#11 Schattenseiten der Freiheit

Wie viele Jahre hatte sie unter dem Joch der Männer gelitten, hatte dem einen nachgeweint und war doch kurz darauf dem nächsten in die offenen Arme gelaufen. Die Geschichte lief am Ende ja doch immer gleich ab: er machte ihr schöne Augen, sie zierte sich eine Weile, um ihn zappeln zu lassen, und irgendwann ließ sie ihn doch ran. Manchmal dauerte es Monate, Jahre, manchmal nur eine Nacht, aber irgendwann kam dann doch wieder dieser Augenblick. Der, in dem der Schleier der geistigen Umnachtung sich lüftete und sie wieder diesen leeren Augen gegenübersaß, die ihr nichts mehr zu sagen hatten, die ihr wohl nie etwas zu sagen gehabt hatten. Aber wer belog sich nicht so manches Mal gerne selbst? Wie sonst wollte man in dieser kalten Welt noch ein Stück Wärme finden?

Mit der Zeit war sie besser in diesem ewigen Spiel geworden. Jedes Mal, wenn sie in diese leeren Augen starrte und wusste, dass es wieder einmal an der Zeit war, sich andere, ebenso leere Augen zu suchen, hatte sie weniger Tränen vergossen. Und nun, mit ihren knapp über zwanzig Jahren, war sie erwachsen genug, sich keinen Illusionen mehr hinzugeben. Sie hatte es auf die liebenswürdige Art versucht, auf der harten Tour und all den Nuancen dazwischen, und doch starrten ihr am Ende immer die gleichen Augen entgegen. Sie hatte gelernt, ihnen nicht mehr in diese Augen zu sehen, hatte gelernt, all die kindischen Träume von Liebe und Zuneigung als Märchen zu durchschauen. Mit den Jahren war sie immer unempfindlicher geworden, bis sie eines Tages erkannte, dass sie kaum mehr etwas spüren konnte, dass sie kaum mehr etwas berühren konnte. Die Tränen, die vergossen heute die anderen.

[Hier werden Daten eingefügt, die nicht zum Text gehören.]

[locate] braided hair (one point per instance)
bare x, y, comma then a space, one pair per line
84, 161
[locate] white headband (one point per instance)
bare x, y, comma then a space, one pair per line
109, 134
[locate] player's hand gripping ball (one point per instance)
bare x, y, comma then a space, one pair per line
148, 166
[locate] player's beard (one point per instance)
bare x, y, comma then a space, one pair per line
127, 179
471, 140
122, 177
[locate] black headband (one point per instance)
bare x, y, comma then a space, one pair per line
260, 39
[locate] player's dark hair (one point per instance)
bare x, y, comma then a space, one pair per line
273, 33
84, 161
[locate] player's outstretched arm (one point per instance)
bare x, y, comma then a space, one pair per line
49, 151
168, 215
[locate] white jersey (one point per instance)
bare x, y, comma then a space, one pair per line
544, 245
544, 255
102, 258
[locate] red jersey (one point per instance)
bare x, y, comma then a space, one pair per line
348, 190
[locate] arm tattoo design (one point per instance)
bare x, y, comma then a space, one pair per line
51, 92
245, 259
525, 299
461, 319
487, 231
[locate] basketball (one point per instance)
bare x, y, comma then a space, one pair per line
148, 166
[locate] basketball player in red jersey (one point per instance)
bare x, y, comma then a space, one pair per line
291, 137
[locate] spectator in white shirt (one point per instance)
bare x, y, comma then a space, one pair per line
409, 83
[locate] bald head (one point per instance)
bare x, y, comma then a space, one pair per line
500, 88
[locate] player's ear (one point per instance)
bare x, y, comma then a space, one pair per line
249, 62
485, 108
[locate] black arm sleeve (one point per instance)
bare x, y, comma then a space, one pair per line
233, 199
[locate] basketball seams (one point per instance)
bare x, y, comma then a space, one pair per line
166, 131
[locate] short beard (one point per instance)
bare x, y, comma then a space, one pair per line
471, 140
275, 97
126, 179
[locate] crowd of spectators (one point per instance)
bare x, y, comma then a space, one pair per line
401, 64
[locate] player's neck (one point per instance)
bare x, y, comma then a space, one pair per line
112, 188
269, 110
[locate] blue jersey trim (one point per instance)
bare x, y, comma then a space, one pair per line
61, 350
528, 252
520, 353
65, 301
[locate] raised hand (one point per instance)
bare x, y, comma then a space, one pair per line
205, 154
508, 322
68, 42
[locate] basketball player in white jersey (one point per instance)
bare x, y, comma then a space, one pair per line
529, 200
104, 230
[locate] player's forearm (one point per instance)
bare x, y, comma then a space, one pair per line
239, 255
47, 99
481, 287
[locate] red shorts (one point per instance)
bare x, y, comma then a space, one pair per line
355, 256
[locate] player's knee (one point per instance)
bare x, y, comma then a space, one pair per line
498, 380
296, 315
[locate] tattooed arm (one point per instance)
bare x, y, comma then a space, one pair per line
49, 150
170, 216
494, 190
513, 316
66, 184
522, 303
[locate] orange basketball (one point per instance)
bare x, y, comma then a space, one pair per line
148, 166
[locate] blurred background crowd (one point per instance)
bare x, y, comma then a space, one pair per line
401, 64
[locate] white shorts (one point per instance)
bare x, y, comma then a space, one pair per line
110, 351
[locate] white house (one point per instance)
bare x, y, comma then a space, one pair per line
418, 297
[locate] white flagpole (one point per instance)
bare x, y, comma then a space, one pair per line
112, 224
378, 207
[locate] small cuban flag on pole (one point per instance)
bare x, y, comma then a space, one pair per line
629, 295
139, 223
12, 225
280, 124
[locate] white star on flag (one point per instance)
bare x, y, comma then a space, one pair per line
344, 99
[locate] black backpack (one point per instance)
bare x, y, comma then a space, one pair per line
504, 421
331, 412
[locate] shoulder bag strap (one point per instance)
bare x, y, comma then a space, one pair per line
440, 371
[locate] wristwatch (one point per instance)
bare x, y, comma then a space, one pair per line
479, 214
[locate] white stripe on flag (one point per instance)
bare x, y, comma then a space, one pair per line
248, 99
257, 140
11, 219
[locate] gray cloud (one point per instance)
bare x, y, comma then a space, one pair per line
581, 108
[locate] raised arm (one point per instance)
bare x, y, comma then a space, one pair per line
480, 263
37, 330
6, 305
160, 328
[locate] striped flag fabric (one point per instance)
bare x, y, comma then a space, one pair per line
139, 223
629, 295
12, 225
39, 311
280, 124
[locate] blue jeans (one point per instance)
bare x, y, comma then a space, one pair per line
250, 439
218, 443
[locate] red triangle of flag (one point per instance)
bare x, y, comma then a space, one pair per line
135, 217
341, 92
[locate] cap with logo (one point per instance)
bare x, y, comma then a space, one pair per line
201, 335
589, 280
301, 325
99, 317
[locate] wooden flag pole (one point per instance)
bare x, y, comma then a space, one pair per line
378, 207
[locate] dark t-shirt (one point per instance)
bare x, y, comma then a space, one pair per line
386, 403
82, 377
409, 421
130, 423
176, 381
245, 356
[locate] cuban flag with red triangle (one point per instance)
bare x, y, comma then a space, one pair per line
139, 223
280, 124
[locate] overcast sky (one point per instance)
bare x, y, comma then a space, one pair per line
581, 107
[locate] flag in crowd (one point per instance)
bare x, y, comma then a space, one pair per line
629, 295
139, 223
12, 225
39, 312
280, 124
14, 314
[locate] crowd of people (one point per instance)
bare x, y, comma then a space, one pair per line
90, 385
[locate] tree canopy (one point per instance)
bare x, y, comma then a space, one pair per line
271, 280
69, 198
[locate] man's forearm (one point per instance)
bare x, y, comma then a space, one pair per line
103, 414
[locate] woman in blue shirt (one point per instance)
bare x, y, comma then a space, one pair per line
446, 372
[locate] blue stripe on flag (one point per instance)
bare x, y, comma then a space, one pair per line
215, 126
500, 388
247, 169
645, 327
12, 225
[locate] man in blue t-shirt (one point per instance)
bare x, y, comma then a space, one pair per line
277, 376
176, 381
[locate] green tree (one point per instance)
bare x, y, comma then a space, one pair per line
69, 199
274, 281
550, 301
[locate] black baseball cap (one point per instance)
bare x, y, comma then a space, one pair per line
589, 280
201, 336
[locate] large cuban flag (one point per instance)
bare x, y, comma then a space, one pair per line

Sie war dem Lauf der Zeit und den Träumen ihrer Ahnen gefolgt, die einst zu träumen wagten, dass eine Frau eines Tages wählen durfte, nicht nur ihre Partner, eine Partei oder einen Beruf, sondern auch, welche Art von Leben sie leben wollte. Sie hatte die Freiheit ausgekostet wie einen köstlichen Wein, ohne zu merken oder ohne sich darum zu kümmern, wie benebelt sie sich zunehmend fühlte. Und während Männer, deren Namen sie sich kaum mehr merken konnte, an ihr vorbeirauschten, stürzte sie sich in das einzige, was sie noch von ihrer inneren Leere ablenken konnte: das Neue. Sie stürzte sich in das nächste Abenteuer, in die Arme des nächsten Mannes, der nächsten Frau, denn auch dies bedeutete eine neue Erfahrung.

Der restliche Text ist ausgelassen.